Hi, Bruce,
The nfs-utils on my box is nfs-utils-1.2.1-2.6.6, which is Suse distributed.
I tried the same experiment on fedora18, which use nfs-utils-1.2.6, and got the same result.
I go through the code of support/export/client.c, found that in client_get_type(), when the client is specified as an IP address(which can not be resolved as an FQDN), it actually return the result: MCL_SUBNETWORK.
I guess that's the reason that the client "192.168.0.21" and "192.168.0.0/16" both are sorted to the same category: MCL_SUBNETWORK, so the order of exports matters here.
Is this what exportfs and mountd mean to be?
B.R
Minlan Wang
On Tuesday, October 15, 2013 at 03:49AM +0000, Bruce Fields wrote:
> Looking at the mountd code....
>
> Looks like utils/mountd/cache.c makes no special effort to prioritize
> exports except in the v4root and crossmnt cases, neither an issue in
> your case.
>
> So yes it depends on ordering. From man exports:
>
> If a client matches more than one of the specifications above,
> then the first match from the above list order takes precedence
> - regardless of the order they appear on the export line.

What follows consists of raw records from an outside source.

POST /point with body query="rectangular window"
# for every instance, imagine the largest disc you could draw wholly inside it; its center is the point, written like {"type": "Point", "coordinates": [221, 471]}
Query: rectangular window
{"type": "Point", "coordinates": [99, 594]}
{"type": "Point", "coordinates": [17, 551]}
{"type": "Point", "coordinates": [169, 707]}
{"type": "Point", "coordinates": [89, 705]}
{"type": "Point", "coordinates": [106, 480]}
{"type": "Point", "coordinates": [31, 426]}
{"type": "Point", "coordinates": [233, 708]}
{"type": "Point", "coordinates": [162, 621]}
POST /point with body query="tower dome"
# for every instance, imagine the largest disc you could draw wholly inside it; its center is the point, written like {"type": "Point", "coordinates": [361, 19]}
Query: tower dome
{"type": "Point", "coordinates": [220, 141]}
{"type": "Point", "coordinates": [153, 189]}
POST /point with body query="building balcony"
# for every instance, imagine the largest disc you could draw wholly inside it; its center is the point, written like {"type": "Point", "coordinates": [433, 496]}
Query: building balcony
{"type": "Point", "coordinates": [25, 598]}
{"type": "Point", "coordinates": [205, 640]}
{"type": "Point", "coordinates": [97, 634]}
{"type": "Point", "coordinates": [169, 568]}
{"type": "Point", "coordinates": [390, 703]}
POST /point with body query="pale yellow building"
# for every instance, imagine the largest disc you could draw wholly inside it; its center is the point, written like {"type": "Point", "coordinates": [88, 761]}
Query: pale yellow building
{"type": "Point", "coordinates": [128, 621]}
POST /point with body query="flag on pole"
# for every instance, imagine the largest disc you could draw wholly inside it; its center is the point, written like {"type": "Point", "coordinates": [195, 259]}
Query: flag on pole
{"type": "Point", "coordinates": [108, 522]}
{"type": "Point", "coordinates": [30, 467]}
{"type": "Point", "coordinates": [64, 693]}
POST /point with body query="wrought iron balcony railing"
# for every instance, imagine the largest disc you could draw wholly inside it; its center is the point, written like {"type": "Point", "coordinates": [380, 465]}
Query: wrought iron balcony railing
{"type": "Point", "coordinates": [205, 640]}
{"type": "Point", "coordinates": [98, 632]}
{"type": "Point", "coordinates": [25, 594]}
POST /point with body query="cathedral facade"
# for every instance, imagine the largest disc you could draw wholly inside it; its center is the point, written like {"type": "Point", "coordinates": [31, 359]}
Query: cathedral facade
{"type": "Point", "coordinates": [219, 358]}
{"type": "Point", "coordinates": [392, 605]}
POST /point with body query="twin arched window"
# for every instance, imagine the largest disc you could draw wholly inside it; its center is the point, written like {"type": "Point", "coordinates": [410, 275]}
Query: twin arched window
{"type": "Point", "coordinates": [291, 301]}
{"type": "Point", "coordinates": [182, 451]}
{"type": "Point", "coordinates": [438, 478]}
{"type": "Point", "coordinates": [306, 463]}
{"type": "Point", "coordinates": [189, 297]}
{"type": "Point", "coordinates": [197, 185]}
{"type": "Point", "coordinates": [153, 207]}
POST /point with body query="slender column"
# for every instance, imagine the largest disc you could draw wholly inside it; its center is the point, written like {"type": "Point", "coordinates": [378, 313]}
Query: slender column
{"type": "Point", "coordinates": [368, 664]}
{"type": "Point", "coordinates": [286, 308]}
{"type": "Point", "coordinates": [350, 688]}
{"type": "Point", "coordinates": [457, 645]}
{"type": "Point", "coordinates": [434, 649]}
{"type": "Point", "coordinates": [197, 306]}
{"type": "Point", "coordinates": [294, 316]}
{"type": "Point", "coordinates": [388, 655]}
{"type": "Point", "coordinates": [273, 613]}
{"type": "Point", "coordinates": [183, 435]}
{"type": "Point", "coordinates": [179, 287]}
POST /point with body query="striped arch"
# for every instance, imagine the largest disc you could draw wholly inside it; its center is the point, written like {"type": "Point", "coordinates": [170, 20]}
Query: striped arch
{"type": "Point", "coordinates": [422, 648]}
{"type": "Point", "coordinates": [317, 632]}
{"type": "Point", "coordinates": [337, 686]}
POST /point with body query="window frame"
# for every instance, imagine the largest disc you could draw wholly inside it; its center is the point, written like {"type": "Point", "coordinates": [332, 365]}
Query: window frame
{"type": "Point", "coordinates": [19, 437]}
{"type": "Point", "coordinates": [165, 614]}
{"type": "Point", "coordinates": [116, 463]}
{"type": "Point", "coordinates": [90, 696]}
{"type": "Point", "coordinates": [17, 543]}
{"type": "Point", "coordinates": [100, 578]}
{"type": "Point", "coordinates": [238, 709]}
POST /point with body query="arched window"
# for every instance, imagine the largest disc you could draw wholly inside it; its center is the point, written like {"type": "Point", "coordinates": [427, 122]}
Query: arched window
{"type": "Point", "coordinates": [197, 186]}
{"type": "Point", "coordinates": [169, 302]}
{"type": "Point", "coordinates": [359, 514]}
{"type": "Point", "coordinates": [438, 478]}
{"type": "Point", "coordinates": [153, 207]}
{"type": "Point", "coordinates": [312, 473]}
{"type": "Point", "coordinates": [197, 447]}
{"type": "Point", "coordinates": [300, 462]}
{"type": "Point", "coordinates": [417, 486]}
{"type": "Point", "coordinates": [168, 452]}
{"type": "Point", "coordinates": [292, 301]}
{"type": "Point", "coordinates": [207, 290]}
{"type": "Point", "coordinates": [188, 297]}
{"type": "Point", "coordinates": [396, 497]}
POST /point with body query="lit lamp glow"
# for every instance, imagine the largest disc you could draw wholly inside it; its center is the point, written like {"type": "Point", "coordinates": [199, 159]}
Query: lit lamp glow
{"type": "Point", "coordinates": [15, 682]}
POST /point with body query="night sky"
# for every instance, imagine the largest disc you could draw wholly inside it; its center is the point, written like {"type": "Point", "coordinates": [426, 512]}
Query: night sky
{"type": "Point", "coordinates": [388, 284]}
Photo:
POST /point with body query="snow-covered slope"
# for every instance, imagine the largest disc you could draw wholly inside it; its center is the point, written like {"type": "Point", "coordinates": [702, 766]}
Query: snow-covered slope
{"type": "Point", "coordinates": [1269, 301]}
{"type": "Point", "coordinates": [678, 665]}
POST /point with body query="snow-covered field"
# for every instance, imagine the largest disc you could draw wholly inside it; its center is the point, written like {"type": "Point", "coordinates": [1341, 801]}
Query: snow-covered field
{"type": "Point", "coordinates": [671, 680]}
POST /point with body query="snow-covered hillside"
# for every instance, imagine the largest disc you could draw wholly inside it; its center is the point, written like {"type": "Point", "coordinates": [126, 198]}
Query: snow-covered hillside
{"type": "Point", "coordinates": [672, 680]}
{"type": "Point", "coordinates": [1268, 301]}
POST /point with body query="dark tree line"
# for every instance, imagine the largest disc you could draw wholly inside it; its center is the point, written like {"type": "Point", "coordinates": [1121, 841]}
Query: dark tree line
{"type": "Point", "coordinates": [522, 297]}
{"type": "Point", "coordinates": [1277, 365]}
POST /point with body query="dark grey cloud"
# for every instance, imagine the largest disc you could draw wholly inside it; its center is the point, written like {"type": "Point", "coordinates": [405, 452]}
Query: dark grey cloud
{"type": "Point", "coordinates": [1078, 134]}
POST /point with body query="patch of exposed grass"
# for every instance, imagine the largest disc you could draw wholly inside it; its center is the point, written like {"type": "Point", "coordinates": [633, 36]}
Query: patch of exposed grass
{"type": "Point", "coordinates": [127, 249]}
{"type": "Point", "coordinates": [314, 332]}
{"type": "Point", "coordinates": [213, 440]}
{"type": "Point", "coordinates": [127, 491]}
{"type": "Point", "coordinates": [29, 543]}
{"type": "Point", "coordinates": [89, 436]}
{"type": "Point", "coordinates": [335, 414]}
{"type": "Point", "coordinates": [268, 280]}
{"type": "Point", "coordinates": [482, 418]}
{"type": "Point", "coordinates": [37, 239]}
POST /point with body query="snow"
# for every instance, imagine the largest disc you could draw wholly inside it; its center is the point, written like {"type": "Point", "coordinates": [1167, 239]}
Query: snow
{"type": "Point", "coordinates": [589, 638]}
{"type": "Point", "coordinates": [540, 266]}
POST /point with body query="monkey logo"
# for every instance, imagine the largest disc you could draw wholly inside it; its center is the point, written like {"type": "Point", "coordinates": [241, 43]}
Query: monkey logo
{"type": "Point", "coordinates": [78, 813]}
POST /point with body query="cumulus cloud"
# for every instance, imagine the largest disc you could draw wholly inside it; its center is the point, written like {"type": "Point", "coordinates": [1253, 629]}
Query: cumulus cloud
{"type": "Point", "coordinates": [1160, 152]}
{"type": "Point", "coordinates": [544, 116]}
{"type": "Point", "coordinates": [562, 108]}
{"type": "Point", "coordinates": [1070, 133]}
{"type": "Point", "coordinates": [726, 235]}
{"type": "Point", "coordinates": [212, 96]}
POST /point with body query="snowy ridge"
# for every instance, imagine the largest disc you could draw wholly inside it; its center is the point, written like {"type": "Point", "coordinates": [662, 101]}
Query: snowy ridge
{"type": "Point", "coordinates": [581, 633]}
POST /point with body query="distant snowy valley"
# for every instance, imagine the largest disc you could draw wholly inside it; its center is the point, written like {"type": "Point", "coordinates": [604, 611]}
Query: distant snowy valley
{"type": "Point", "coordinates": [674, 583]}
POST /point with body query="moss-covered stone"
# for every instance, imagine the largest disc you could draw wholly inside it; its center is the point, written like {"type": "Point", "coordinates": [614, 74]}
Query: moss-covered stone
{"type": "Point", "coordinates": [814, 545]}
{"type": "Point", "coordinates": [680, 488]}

> However, if a client matches more than one of the same type of
> specification (e.g. two netgroups), then the first match
> from the order they appear on the export line takes
> precedence.
>
> The order given is: single host, IP networks, wildcards, negroups,
> anonymous.
>
> So the single host exports should have taken precedence.
>
> The code here does look like it corectly implements the above ordering.
>
> What version of nfs-utils are you using?
>
> --b.
>
> On Tue, Oct 15, 2013 at 06:39:59AM +0000, Wangminlan wrote:
> > On Mon, Oct 14, 2013 at 16:46 +0000, Bruce Fields wrote:
> > > On Mon, Oct 14, 2013 at 02:16:58AM +0000, Wangminlan wrote:
> > > > Hi,
> > > > I’ve got a problem on the nfs exportfs command. I’m
> not
> > > sure if this is the right place to ask this, if not, can you please tell me
> where?
> > > >
> > > > Here’s what I need:
> > > > 1. I have a folder named /mnt/fs1 to be exported.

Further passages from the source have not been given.